FISH Assay for Acute Myeloid Leukemia

Period of Performance: 08/01/2001 - 07/31/2002

$227K

Phase 1 SBIR

Recipient Firm

Cancer Genetics, Inc.
Rutherford, NJ 07070
Principal Investigator

Abstract

DESCRIPTION (Applicant's abstract): The goal of this research is to develop two fluorescence in situ hybridization (FISH) assays for detecting the t(8;21)(q22;q22) and inv(16)(p13q22) and related t(16;16)(p13;q22) translocations found in two different subsets of acute myeloid leukemia (AML), M2 and M4Eo, respectively. These cancers are traditionally treated by chemotherapy; however, many patients relapse and become refractory to treatment.

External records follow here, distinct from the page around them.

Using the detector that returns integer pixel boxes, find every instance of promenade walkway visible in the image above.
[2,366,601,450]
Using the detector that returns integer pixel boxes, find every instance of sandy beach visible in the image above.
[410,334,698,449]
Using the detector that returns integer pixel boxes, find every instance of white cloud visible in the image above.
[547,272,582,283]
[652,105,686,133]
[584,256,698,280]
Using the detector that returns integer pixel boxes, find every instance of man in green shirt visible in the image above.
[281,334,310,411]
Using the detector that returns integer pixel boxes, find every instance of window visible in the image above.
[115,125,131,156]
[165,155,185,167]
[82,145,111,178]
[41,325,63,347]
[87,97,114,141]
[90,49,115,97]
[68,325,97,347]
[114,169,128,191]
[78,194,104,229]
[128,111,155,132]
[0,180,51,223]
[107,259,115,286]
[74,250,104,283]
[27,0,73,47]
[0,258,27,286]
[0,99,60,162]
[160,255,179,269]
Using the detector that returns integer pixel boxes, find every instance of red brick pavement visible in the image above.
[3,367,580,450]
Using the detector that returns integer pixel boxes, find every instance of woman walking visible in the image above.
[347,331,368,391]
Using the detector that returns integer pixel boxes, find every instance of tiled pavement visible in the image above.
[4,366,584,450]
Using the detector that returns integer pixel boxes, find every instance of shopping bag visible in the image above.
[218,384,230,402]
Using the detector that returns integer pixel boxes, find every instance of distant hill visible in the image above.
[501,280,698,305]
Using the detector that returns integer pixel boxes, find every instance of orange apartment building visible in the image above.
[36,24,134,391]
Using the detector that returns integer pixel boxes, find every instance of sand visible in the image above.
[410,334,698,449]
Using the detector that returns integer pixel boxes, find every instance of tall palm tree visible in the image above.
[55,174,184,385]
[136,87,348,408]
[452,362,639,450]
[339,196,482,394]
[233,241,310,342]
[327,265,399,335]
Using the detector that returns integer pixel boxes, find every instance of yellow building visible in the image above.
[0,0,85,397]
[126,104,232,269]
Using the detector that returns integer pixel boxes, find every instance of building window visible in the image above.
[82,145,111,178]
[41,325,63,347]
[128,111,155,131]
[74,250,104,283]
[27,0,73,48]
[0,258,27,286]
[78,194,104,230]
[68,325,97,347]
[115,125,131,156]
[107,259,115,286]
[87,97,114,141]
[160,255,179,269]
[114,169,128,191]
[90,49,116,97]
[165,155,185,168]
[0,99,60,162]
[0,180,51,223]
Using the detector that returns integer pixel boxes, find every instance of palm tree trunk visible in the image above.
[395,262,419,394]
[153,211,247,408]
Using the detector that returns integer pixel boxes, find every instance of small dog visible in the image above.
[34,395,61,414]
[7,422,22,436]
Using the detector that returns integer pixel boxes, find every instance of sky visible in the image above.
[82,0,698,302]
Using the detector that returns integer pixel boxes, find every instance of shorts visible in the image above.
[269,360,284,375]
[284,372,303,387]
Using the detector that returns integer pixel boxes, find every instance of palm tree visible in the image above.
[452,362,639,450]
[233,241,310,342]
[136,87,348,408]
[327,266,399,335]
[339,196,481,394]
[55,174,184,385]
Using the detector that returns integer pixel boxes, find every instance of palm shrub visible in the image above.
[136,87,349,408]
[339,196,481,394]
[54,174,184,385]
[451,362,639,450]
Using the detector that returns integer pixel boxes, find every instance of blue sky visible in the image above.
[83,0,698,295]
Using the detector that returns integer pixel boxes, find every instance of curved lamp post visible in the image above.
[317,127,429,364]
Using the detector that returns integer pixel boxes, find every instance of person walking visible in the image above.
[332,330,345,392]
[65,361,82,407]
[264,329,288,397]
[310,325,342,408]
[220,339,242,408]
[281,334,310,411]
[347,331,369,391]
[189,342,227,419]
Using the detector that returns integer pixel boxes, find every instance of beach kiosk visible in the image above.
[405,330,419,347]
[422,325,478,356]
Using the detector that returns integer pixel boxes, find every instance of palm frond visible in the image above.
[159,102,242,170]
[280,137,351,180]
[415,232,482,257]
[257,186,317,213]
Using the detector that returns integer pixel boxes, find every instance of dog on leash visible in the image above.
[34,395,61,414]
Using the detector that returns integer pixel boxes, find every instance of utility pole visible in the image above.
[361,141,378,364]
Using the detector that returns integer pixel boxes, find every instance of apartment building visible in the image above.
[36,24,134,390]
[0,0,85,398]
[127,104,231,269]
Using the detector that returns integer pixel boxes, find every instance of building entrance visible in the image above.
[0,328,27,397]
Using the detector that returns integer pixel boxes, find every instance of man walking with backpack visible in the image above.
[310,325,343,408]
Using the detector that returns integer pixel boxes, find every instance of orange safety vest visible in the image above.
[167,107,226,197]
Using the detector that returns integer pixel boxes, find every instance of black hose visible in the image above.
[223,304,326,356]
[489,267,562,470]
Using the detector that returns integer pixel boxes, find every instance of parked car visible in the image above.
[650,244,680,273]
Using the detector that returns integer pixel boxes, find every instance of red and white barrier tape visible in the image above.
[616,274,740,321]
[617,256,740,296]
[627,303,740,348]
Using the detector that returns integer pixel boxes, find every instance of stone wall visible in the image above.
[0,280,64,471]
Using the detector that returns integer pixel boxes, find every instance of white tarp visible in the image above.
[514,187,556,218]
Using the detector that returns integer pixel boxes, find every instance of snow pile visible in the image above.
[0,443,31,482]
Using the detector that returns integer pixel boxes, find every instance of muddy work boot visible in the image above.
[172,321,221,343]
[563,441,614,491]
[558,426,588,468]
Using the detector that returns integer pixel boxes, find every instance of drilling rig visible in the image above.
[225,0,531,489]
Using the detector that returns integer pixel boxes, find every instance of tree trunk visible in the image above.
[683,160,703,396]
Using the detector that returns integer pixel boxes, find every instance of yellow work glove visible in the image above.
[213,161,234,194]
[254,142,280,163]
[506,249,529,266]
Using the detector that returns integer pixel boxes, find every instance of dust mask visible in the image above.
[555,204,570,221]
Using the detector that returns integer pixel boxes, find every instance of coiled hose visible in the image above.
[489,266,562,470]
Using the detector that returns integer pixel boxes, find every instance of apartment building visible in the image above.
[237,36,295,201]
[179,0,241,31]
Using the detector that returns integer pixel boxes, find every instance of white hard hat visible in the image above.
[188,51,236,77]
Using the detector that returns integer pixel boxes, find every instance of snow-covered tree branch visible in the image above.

Diagnosis and post treatment follow-up are currently performed by karyotype, Southern blotting or PCR. These methods, however, have limitations in specificity and/or sensitivity. A precise, reliable and simple method for detecting cancer cells, especially in post-treatment specimens, is needed. FISH is an improvement over current methods used for detecting translocations; however, no clinically tested probes are available for detecting AML. This SBIR proposal aims to develop novel, sensitive and specific FISH assays that will unambiguously detect translocation carrying nuclei in diagnostic and follow up patient samples. PROPOSED COMMERCIAL APPLICATION: The proposed research will provide highly specific and sensitive FISH assays for detecting chromosomal translocations present in Acute Myeloid Leukemia (AML) for use in cancer cytogenetic reference laboratories.